- Digital Land

Pipeline process / data model

See the about section of the planning.data website to learn more about the website and programme objectives:

“Our platform collects planning and housing data from local planning authorities (LPAs) and transforms it into a consistent state, across England. Anyone can view, download and analyse the data we hold.”

We ask Local Planning Authorities (LPAs) to publish open data on their website in the form of an accessible URL, or API endpoint. These URLs are called endpoints.

The system that is used to take data from endpoints and process it into a consistent format is called the pipeline. The pipeline is able to collect data hosted in many different formats, identify common quality issues with data (and in some cases resolve them), and transform data into a consistent state to be presented on the website.

!! For more detail on how the pipeline works see the documentation here.

Data is organised into separate datasets, each of which may consist of data collected from just one or many endpoints. Datasets might be referred to as either compiled or national based on how data for them is provided. For example the article-4-direction-area dataset has many providers as we collect data from LPAs to add to this dataset, and is therefore a compiled dataset. The agricultural-land-classification dataset on the other hand has just one provider as it is a dataset with national coverage published by Natural England, and is therefore a national dataset.

Each dataset is organised into separate collections, which are groups of datasets collected together based on their similarity. For example, the conservation-area-collection is the home for the conservation-area and the conservation-area-document dataset. There are a few key components to collections, which are outlined below using the conservation-area-collection as an example:

The collection repo (note the “-collection” after the name): https://github.com/digital-land/conservation-area-collection/. This is the repo which is used to build the collection data, and is triggered each night by a github workflow.
The collection and pipeline configuration files, which store configuration data which controls how data feeding into the collection is processed (see section below for more detail):
- https://github.com/digital-land/config/tree/main/collection/conservation-area
- https://github.com/digital-land/config/tree/main/pipeline/conservation-area

The data management team is responsible for adding data to the platform, and maintaining it once it’s there, see here for the list of team responsibilities in the Planning Data Service Handbook.

Resources

Once an endpoint is added to our data processing pipeline it will be checked each night for the latest data. When an endpoint is added for the first time we take a copy of the data; this unique copy is referred to as a resource. If the pipeline detects any changes in the data, no matter how small, we save a new version of the entire dataset, creating a new resource. Each separate resource gets given a unique reference which we can use to identify it.

Facts

The data from each resource is saved as a series of facts.
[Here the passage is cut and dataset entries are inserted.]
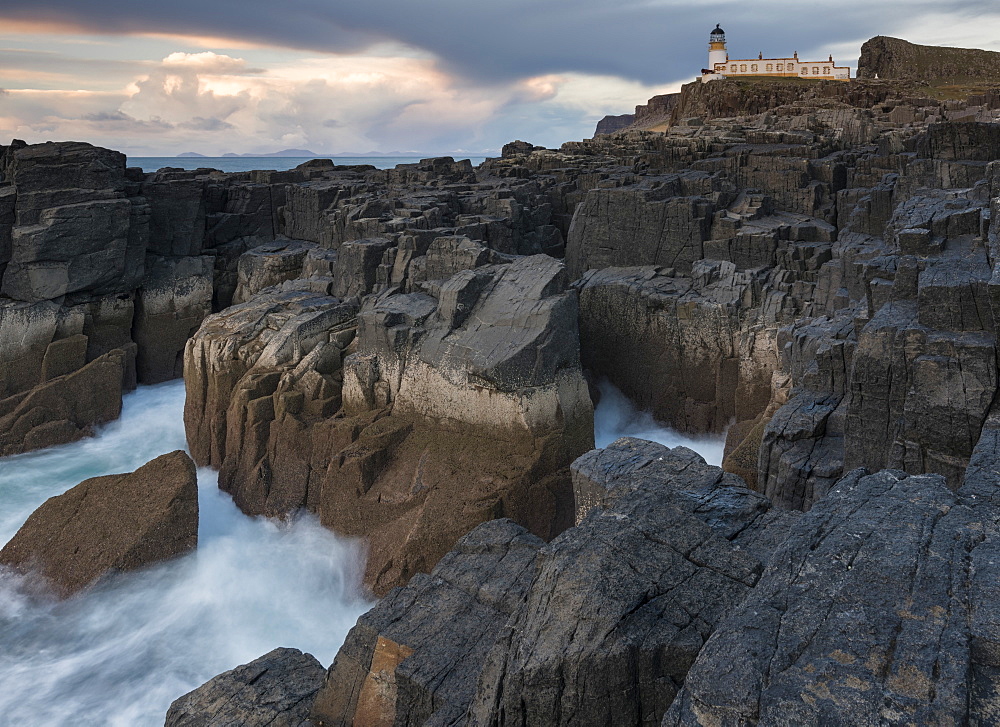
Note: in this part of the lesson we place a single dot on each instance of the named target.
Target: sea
(281, 164)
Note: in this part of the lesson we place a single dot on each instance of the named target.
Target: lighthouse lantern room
(720, 65)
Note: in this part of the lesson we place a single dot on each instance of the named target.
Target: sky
(161, 77)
If we imagine a resource as a table of data, then each combination of entry (row) and field (column) generates a separate fact: a record of the value for that entry and field. For example, if a table has a field called “reference”, and the value of that field for the first entry is “Ar4.28”, we record the name of the field and the value of it along with a unique reference for this fact. You can see how this appears in our system here.
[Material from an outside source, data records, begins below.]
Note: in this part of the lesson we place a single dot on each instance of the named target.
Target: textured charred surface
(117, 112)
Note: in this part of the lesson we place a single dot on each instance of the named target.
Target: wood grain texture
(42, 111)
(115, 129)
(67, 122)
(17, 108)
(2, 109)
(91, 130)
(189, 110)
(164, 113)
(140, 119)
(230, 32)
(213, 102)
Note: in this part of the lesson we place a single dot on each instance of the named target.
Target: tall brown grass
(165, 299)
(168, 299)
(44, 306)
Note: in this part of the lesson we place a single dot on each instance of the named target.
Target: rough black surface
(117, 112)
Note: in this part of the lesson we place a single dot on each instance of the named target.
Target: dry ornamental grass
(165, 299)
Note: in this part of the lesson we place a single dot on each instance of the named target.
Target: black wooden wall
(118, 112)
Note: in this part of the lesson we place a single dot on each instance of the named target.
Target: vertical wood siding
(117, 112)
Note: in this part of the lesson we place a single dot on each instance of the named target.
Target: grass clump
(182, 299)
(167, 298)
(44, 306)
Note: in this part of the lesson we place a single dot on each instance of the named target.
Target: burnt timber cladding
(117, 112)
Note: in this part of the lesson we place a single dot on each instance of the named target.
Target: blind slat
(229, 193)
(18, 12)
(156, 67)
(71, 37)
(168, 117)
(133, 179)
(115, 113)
So a table with 10 rows and 10 columns would generate 100 facts. And each time data changes on an endpoint, all of the facts for the new resource are recorded again, including any new facts. We can use these records to trace back through the history of data from an endpoint.
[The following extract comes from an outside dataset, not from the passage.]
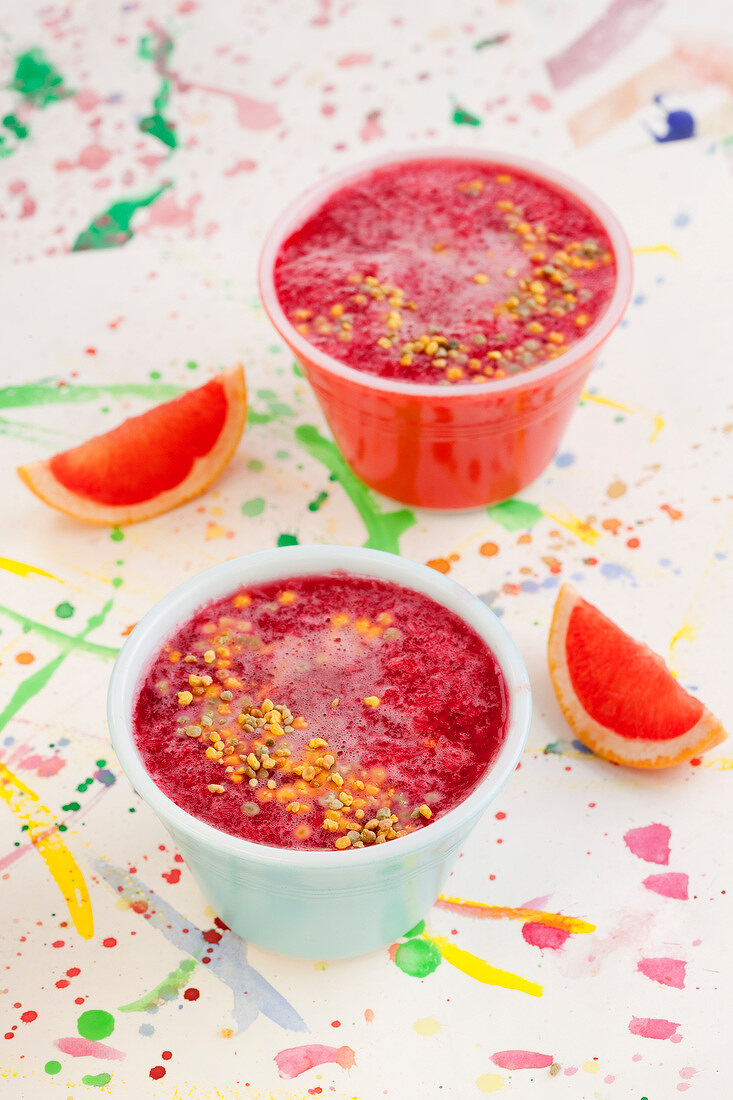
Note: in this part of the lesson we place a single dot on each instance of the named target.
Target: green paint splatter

A fact has the following attributes:

fact - UUID, primary key on fact table in database
entity - optional, numeric ID, entity to which fact applies
start-date - optional, date at which fact begins to apply (not date at which fact is created within data platform)
end-date - optional, date at which fact ceases to apply
entry-date - optional, date at which fact was first collected

Entities

An Entity is the basic unit of data within the platform. It can take on one of many types defined by digital-land/specification/typology.csv. An entity has the following attributes:

entity - incrementing numeric ID, manually assigned on ingest, different numeric ranges represent different datasets, primary key on entity table in SQLite and Postgis databases
start-date - optional, date at which entity comes into existence (not date at which entity is created within data platform)
end-date - optional, date at which entity ceases to exists
entry-date - optional, date at which entity was first collected
dataset - optional, name of dataset (which should correspond to dataset field in digital-land/specification/dataset.csv) to which entity belongs
geojson - optional, a JSON object conforming to RFC 7946 specification which specifies the geographical bounds of the entity
typology - optional, the type of the entity which should correspond to the typoology field in digital-land/specification/typology.csv
json - optional, a JSON object containing metadata relating to the entity

Facts that are collected from resources get assigned to entities based on a combination of the reference of the record in the resource, the organisation that provided the resource and the dataset it belongs to (needs more clarification, or a link out to more detail somewhere).

So as well as the default(?) attributes above, an entity in the article-4-direction-area dataset can also have attributes like permitted-development-rights and notes.